My friend Patrick Boylan, who has died aged 84, was a director of the Royal Albert Memorial Museum in Exeter, and later head of arts policy and management at City, University of London, helping to train a new generation of museum and other heritage professionals.
One of Patrick’s professional preoccupations was a wish to make sure that cultural artefacts and heritage were not lost as a result of upheaval, including war. Any such loss he described as “a loss for the whole of humanity”.
His work at international level on that topic culminated in a 248-page review for Unesco of the 1954 Hague Convention for the Protection of Cultural Property in the Event of Armed Conflict, and in 1996 he became one of the four co-founders of Blue Shield, an NGO that tries to protect heritage in times of war or natural disaster.

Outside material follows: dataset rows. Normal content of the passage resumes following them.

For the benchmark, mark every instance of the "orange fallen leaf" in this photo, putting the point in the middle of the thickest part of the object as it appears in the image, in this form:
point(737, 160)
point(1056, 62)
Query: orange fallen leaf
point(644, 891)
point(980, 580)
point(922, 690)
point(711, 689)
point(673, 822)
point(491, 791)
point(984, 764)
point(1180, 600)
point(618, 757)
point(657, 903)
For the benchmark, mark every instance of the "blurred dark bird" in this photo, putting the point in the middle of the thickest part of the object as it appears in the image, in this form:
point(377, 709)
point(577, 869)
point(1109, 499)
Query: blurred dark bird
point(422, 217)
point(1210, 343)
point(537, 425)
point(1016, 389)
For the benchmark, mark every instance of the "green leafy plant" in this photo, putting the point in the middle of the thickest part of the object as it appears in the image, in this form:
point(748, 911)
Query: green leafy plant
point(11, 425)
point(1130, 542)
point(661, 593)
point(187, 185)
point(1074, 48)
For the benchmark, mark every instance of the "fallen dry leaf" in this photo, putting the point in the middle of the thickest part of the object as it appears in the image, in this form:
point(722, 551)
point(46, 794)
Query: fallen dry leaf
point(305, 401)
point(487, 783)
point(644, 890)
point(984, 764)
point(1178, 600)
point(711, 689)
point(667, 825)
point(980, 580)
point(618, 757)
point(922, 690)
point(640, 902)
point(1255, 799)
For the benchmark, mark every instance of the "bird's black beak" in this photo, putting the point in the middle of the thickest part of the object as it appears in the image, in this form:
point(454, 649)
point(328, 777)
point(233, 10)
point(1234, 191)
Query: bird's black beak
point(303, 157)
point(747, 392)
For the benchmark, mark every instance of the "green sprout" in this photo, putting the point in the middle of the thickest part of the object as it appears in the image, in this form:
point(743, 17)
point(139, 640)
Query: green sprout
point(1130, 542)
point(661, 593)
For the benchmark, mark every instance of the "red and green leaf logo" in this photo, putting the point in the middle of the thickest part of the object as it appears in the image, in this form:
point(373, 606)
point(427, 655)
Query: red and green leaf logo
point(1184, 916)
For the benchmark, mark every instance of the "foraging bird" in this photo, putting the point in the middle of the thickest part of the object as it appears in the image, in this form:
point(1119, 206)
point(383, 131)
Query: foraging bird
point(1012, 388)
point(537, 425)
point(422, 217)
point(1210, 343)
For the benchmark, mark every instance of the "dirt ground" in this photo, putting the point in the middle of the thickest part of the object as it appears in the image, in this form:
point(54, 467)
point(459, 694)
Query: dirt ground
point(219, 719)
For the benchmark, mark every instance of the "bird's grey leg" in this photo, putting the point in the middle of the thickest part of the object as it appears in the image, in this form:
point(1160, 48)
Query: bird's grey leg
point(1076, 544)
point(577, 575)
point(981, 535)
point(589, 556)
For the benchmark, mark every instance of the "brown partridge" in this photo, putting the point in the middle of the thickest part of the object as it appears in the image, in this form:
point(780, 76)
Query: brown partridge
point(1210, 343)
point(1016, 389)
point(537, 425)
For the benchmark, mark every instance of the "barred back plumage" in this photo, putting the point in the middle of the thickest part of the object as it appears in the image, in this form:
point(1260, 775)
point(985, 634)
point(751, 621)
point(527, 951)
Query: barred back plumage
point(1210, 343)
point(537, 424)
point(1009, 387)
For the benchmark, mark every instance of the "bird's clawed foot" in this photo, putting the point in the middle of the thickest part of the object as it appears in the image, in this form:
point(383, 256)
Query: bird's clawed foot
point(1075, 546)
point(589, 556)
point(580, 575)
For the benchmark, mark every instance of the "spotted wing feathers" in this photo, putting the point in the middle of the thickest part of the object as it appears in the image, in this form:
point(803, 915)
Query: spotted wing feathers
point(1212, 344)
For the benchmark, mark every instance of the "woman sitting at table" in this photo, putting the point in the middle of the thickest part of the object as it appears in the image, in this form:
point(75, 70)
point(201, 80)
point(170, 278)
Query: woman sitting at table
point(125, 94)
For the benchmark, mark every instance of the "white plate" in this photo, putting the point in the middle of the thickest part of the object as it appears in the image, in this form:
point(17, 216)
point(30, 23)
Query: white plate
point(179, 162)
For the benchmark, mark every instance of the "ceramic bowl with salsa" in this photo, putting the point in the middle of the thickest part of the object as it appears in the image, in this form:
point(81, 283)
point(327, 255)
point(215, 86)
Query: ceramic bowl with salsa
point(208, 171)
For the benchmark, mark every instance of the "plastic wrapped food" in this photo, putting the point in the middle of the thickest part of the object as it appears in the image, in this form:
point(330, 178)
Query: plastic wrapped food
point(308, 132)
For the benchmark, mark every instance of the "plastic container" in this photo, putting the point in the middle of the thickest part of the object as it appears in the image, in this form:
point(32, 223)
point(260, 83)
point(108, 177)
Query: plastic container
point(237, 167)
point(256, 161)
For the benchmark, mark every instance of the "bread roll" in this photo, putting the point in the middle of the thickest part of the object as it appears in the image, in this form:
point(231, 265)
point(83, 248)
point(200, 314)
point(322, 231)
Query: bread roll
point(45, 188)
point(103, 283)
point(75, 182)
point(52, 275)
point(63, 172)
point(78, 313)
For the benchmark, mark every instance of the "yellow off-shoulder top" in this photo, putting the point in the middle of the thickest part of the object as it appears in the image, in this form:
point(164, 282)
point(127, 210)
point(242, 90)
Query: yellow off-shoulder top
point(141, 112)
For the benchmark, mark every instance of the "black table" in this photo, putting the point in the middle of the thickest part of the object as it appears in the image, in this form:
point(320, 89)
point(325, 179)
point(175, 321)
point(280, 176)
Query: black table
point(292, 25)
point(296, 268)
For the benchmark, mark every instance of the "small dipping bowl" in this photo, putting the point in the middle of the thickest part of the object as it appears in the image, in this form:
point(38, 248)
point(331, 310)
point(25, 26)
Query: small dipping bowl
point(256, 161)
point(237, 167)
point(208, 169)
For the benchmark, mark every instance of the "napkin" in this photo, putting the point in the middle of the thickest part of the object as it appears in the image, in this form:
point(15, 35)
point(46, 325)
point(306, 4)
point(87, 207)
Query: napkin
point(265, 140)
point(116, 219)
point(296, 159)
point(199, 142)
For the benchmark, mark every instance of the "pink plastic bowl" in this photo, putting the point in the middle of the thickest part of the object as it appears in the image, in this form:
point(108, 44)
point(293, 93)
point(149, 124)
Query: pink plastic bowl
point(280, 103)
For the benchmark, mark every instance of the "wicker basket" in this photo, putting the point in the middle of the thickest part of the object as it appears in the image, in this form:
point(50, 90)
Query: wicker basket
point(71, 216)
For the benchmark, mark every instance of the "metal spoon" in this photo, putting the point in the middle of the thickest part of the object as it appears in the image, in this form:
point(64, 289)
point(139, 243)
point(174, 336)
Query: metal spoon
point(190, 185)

Born in Hull to Mary (nee Haxby) and her husband, Francis, a master joiner, Patrick had early memories of the war-torn city and the destruction of his family home in the blitz. From childhood he revealed an inclination that later led to his career in museums: he collected stones and fossils, hoarding them under his bed until his father became worried lest the ceiling would collapse.
His secondary schooling took place at Marist college in Hull, and after gaining a degree in geography and geology at Hull University he stayed on for a teaching qualification in 1961. He taught geography at his old school until 1963, but then resolved to follow his desire to move into the museum world.
There was no formal training to enter the profession at the time, so he simply applied for a job as keeper of geology and natural history for Hull Museums – and was successful. It was there that he witnessed at first hand the consequences of the wartime destruction of Hull’s Central Museum in 1941.
When he became director of the Royal Albert Memorial Museum in Exeter in 1968 he was quickly reminded of war’s impact on culture, as the laying waste of that city’s centre in the Baedeker raids of 1942 was still much in evidence all around him.
Appointed director of Leicester’s museums and art galleries in 1972, he was promoted two years later to be director of arts, museums and records for all Leicestershire and Rutland. Becoming increasingly aware of the need for better training of museum and other heritage professionals, he decided in 1990 to contribute to that effort by joining City, University of London, and remained there until his retirement in 2004.
In parallel with his museum career he devoted much energy to helping the Museums Association as an adviser, and later the International Council of Museums (ICOM) as chairman of various committees. He became centenary president of the Museums Association (1988-90) and a vice-president of ICOM (1992-98).
In retirement he continued his work for governments, museums and other cultural institutions, and became editor-in-chief of the International Journal of Intangible Heritage (2005-09).
He is survived by his second wife, Pamela (nee Inder), whom he married in 1993, their two sons, Matthew and John, and four sons, Andrew, Christopher, Mark and Peter, from his first marriage to Ann Worsfold, which ended in divorce.